New peer-to-peer (P2P) technology has been designed to speed file transfers through the sharing of non-identical files. The system promises to make online file sharing up to five times faster, and could potentially add to the efficiency of software updates and data transfers to and from portable storage devices.
Traditional P2P file-sharing services work by identifying identical files in a P2P network, and simultaneously downloading different chunks of the desired file from multiple sources. The speed with which a file can be obtained is generally determined by the number of sources available, which relates to the popularity of the file.

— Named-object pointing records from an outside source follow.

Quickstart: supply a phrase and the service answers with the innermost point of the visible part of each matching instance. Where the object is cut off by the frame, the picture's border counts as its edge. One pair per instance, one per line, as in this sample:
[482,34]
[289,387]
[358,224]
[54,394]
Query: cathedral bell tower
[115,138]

While popular files can typically be obtained reasonably quickly, rarer files with few identical sources may take quite some time to download. By configuring P2P networks to identify data chunks that are similar, - but not necessarily identical - to the desired file, the newly-designed technology, called Similarity-Enhanced Transfer (SET), is expected to greatly increase the number of potential sources for downloads, hence boosting transfer speeds.
No one knows the degree of similarity between data files stored in computers around the world, but analysis suggest the types of files most commonly shared are likely to contain a number of similar elements, researchers say. Many music files, for instance, may differ only in the artist-and-title headers, but are otherwise 99 percent similar.

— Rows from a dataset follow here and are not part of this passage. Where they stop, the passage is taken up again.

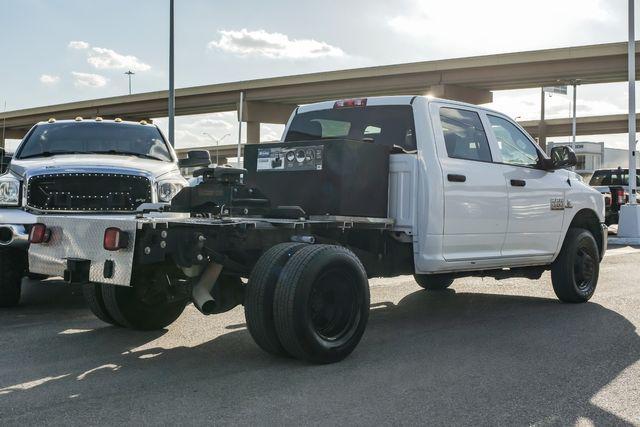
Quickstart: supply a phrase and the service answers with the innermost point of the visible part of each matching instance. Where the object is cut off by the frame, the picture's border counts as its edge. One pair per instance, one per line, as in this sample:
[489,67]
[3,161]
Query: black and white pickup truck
[80,167]
[357,188]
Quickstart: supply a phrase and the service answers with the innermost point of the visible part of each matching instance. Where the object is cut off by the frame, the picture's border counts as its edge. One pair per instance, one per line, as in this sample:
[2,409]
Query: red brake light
[115,239]
[350,103]
[39,233]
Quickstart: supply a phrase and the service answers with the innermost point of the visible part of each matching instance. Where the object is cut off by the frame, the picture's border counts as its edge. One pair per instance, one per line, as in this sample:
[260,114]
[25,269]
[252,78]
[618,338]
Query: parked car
[613,184]
[357,188]
[80,167]
[5,158]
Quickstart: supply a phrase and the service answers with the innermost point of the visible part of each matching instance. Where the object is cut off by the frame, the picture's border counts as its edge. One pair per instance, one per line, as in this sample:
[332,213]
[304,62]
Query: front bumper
[13,231]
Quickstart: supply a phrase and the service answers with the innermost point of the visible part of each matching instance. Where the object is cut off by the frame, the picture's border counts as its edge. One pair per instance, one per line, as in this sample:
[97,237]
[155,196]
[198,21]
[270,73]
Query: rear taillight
[115,239]
[350,103]
[39,233]
[619,196]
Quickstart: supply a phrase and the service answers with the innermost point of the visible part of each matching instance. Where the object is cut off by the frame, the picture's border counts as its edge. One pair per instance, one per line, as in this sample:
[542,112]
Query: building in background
[594,155]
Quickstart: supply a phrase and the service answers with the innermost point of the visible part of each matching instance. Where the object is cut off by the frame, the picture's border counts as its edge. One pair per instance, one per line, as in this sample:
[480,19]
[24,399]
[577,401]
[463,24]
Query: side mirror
[562,157]
[195,158]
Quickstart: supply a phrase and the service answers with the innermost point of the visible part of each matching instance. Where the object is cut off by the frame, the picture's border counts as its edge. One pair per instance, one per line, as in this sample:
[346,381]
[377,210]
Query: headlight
[9,191]
[167,190]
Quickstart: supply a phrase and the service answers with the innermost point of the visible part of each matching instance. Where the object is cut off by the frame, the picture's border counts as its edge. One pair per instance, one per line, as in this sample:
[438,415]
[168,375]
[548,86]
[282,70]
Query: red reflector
[39,233]
[115,239]
[350,103]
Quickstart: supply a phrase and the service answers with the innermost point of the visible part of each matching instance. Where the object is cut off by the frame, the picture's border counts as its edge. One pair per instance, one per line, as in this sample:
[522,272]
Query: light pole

"In some sense, the promise of P2P has been greater than the reality," said David G. Andersen, an assistant professor of computer science at the Carnegie Mellon University. "This [SET] is a technique that I would like people to steal ... it would make P2P transfers faster and more efficient."
Depending on the number of sources readily available, researchers expect SET to speed transfers by anything from 5 to 500 percent. Under recent testing, SET was found to improve the P2P transfer time of an MP3 music file by 71 percent. When the system was configured to download data from files that were 47 percent similar, a larger 55MB movie trailer was downloaded with a speed increase of about 30 percent.

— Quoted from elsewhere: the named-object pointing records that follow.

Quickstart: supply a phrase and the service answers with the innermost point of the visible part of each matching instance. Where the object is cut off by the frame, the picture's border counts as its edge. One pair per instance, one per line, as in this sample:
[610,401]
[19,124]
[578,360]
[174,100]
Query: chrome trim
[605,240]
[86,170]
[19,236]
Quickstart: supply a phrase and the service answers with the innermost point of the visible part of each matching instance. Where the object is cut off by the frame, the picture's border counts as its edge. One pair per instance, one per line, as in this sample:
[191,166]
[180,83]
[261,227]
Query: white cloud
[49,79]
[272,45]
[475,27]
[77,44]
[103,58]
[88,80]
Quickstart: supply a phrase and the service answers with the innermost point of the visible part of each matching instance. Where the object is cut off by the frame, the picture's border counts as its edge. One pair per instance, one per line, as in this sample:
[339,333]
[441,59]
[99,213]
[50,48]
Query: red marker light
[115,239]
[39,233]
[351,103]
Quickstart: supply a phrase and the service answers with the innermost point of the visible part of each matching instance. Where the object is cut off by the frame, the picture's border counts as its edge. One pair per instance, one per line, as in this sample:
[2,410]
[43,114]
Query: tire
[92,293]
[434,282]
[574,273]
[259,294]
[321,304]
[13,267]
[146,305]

In cases where files were so popular that available sources are already fast enough to use up all the receiver's bandwith, however, advantages may not be so great. During the download process, SET constantly spends time and bandwidth searching for other files, which researchers found could add about 0.5 percent to the download time.
As SET is based on identifying 'fingerprints' based on cryptographic hash functions that are fundamental to online transactions, Anderson said the technique is not likely to increase the risk of corrupted downloads.
"The chances of different data producing the same fingerprint are basically infinitesimal," he said. "These [cryptographic hash] functions underlie important parts of secure online commerce and data encryption."
P2P file sharing is notorious for its use in software, movie and music piracy; however, Andersen stresses that it is also widely used in other applications, such as the distribution of free and open source software.
"As the [P2P] technology matures, I think we'll see it being used for more and more legal uses," he said. "For instance, we're pretty sure based on other people's previous studies that SET will be useful for distributing software such as GNU/Linux; there's often substantial similarity between different releases of the operating system."
Although the researchers hope to implement SET in a service for sharing software or academic papers, Andersen said they have no intention of applying it themselves to movie- or music-sharing services. Current research is focussed instead on extending SET techniques to efficiently locate similar content that is already present on a user's hard drive, to speed data transfers.